Le Grand Sanhédrin s’est réuni pour condamner Jésus. Dans le recueillement et les prières, les légistes se sont déterminés en toute justice, conformément au chapitre XIII du Deutéronome. Ils ont appliqué la parole du Seigneur-Yhwh : « S’il surgit en ton sein un prophète ou un songeur de songe et qu’il te propose un signe ou un prodige qu’il t’a prédit, en disant : « Allons à la suite d’autres dieux et servons-les ! », tu n’écouteras pas ses paroles (…) Ce prophète ou ce songeur de songe sera mis à mort, car il a prêché la révolte contre Yhwh, votre Dieu (…) Ainsi tu ôteras le mal du milieu de toi. » (Dt. XIII, 2-6).
Il fallait une raison supérieure pour que l’Eglise conservât cette loi qui condamna Jésus. L’on expliqua que Dieu, dans sa miséricordieuse bonté, exigeait la mort de son Fils. La rhétorique aidant, l’on accusa les Juifs et non la loi.

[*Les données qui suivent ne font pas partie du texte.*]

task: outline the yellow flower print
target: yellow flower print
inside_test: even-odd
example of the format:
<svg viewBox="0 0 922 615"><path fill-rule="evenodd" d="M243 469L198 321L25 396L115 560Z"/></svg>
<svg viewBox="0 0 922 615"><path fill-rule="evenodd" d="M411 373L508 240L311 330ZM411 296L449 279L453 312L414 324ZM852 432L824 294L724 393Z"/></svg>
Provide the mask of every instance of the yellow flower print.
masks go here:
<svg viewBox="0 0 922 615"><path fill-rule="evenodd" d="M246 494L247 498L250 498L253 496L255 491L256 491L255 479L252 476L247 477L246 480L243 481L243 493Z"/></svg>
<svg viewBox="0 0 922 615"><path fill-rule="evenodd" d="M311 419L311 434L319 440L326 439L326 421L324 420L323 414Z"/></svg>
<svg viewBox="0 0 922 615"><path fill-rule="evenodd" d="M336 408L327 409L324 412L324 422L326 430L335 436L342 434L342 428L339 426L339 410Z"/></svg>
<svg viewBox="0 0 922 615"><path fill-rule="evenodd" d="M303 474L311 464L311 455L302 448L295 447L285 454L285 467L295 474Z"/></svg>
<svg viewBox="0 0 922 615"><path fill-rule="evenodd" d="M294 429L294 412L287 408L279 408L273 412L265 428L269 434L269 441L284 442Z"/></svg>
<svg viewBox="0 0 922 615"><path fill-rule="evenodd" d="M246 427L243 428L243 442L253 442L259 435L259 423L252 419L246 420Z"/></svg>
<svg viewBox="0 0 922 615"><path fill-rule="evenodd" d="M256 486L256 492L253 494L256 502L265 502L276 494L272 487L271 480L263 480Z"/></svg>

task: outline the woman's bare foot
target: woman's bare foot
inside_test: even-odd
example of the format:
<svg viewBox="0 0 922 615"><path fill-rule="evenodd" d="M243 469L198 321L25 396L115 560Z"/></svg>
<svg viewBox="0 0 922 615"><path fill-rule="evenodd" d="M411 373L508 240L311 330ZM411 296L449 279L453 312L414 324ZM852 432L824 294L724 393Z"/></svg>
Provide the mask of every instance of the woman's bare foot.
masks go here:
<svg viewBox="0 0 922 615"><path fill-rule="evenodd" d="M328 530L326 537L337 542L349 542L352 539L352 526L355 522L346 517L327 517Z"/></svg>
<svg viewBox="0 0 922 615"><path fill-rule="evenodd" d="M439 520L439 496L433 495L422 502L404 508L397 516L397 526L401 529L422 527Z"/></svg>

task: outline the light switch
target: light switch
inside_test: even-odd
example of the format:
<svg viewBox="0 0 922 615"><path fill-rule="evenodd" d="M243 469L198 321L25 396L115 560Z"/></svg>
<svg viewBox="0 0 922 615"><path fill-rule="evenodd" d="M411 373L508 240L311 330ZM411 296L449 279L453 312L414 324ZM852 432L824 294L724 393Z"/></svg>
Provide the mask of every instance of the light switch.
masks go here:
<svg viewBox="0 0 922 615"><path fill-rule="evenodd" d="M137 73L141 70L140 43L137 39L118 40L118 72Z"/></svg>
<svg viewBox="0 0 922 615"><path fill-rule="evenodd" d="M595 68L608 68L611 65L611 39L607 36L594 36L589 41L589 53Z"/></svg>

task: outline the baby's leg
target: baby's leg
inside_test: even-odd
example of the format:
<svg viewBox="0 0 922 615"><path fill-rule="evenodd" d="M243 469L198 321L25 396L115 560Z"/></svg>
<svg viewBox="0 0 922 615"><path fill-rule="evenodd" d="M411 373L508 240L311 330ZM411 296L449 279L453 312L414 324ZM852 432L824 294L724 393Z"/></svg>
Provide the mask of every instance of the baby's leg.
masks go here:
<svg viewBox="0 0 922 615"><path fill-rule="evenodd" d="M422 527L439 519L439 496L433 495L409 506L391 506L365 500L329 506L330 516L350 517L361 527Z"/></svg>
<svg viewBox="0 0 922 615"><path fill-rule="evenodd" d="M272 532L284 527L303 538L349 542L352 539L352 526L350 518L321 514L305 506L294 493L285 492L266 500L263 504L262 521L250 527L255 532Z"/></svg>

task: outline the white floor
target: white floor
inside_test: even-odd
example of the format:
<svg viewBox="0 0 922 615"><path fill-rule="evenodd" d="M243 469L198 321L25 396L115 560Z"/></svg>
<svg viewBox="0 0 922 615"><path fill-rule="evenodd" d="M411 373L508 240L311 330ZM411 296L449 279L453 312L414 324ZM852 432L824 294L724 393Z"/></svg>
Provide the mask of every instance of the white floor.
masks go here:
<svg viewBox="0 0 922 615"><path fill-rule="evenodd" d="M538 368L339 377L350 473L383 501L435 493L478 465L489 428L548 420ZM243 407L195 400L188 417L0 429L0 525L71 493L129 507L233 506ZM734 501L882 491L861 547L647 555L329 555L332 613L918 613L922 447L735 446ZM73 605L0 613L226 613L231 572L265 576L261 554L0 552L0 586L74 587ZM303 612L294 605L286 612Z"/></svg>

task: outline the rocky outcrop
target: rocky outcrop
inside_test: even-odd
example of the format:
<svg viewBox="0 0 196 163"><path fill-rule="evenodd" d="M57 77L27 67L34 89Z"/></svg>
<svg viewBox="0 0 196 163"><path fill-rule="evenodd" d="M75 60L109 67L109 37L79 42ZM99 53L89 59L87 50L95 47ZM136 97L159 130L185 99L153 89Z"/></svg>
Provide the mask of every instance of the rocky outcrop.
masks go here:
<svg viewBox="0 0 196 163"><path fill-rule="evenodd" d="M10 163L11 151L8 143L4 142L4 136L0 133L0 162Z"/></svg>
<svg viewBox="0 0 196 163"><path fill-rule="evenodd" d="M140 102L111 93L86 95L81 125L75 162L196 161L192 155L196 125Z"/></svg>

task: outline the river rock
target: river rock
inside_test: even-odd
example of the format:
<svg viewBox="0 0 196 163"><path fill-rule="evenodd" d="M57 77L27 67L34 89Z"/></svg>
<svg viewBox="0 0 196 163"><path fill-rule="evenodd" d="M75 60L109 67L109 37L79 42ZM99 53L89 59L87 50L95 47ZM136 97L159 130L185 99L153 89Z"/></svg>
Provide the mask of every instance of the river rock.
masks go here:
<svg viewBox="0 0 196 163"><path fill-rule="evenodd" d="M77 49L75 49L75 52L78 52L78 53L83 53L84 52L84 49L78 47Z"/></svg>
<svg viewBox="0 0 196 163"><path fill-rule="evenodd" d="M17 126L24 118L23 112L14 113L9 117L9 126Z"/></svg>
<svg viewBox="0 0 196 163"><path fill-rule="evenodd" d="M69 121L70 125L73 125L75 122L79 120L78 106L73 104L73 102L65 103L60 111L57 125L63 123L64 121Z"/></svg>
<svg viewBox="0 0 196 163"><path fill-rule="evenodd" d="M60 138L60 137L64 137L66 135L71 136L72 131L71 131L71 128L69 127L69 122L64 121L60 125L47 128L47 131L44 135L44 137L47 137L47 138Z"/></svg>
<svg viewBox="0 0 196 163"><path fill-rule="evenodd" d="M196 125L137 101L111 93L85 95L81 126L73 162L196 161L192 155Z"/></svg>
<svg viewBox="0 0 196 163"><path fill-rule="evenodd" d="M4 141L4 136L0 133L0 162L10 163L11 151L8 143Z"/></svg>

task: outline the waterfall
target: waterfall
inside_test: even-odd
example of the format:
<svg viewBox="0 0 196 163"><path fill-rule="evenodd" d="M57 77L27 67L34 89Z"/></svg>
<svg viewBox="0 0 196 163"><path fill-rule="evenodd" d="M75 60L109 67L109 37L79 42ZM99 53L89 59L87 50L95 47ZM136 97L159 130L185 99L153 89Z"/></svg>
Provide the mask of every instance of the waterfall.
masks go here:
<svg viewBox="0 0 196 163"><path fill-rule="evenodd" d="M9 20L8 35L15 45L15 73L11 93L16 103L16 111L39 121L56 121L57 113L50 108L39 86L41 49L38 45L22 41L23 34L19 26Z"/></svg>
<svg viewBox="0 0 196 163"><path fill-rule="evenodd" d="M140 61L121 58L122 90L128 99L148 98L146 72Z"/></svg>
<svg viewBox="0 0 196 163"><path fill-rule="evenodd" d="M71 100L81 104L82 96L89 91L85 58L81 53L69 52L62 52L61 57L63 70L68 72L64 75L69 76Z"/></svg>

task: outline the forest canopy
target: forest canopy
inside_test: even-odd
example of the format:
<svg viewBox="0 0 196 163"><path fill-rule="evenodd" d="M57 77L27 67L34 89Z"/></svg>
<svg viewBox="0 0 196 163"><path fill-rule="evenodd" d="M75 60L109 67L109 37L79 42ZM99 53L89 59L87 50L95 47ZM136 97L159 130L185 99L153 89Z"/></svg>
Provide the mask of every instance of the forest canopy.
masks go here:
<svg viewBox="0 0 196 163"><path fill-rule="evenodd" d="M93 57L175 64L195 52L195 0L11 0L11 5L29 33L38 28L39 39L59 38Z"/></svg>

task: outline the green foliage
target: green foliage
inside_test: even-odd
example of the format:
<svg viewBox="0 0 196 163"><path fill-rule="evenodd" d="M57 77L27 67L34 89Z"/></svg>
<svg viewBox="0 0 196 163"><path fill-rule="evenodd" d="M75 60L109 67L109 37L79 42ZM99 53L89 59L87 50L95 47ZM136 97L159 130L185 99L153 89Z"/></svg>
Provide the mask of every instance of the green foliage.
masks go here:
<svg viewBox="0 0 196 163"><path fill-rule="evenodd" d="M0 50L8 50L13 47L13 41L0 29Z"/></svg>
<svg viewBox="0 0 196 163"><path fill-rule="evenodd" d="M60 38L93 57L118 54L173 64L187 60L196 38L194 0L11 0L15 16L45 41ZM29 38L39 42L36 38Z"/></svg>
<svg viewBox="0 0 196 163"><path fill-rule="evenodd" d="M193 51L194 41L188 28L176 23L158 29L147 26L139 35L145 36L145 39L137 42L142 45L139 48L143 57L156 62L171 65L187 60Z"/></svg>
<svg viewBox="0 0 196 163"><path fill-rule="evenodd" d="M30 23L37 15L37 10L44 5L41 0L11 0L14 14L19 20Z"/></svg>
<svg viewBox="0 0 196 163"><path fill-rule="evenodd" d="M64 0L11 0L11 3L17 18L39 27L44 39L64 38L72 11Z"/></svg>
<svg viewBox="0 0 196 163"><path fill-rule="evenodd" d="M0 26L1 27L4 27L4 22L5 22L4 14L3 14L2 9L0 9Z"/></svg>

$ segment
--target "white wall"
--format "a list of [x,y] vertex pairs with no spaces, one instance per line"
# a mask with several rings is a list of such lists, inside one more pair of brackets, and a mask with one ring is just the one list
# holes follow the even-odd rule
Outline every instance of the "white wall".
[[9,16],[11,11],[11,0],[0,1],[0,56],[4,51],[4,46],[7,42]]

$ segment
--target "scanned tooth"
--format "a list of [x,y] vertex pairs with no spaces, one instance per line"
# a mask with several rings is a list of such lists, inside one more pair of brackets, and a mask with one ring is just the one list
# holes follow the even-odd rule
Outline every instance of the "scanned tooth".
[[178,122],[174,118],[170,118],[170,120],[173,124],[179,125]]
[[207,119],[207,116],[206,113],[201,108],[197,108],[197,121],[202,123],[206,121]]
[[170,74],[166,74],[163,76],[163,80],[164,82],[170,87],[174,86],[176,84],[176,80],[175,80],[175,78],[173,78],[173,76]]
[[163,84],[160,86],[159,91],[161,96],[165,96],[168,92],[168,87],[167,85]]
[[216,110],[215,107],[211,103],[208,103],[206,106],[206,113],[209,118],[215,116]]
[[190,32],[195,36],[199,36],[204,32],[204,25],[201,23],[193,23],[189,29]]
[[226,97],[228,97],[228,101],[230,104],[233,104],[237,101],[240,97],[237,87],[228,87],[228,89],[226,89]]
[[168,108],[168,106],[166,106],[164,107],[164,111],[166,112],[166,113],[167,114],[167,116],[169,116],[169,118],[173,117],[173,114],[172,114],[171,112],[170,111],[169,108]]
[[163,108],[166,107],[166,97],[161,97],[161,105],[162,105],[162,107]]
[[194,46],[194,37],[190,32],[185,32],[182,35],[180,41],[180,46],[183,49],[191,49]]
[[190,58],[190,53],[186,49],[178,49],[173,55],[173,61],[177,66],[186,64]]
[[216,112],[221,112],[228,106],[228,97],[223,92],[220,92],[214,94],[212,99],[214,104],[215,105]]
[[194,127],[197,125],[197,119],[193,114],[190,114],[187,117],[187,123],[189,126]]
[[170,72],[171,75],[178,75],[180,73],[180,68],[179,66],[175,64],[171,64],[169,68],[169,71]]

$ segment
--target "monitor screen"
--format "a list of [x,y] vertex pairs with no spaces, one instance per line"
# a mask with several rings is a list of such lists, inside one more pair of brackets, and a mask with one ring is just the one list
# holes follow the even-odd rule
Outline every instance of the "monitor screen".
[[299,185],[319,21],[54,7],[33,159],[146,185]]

Il est vraisemblable que l’on comprît que cette vieille loi pouvait encore servir.
Combien de fois le Tribunal de la Sainte-Inquisition, au nom de ce même Seigneur, a-t-il jugé, en sa grande sagesse, conformément à ce même chapitre XIII ? « Si ton frère, fils de ta mère, ton fils ou ta fille, la femme qui est sur ton sein, ton ami qui est un autre toi-même, voulaient te séduire en cachette, en disant : « Allons et servons d’autres dieux ! » (…) tu n’acquiesceras pas et tu ne l’écouteras pas, ton œil ne s’apitoiera pas sur lui, pour le mettre à mort, et ensuite la main de tout le peuple, tu le lapideras avec des pierres et il mourra, parce qu’il a cherché à t’égarer de Yhwh, ton Dieu (…) Si tu entends qu’en l’une de tes villes (…) on dit : « Des hommes, des vauriens, sont sortis de ton sein et égarent les habitants de leur ville, en disant : « Allons et servons d’autres dieux ! » que tu ne connaissais pas, tu consulteras, tu enquêteras, tu questionneras bien, et si c’est vrai, si la chose est constatée, à savoir que cette abomination a été commise en ton sein, alors tu devras frapper au fil de l’épée les habitants de cette ville, tu la voueras à l’anathème, avec tout ce qui est en elle, et même son bétail [tu le passeras] au fil de l’épée. Toutes ses dépouilles, tu les rassembleras au milieu de sa place et tu brûleras par le feu la ville avec toutes ses dépouilles, le tout pour Yhwh, ton Dieu. » (Dt. XIII, 13-17).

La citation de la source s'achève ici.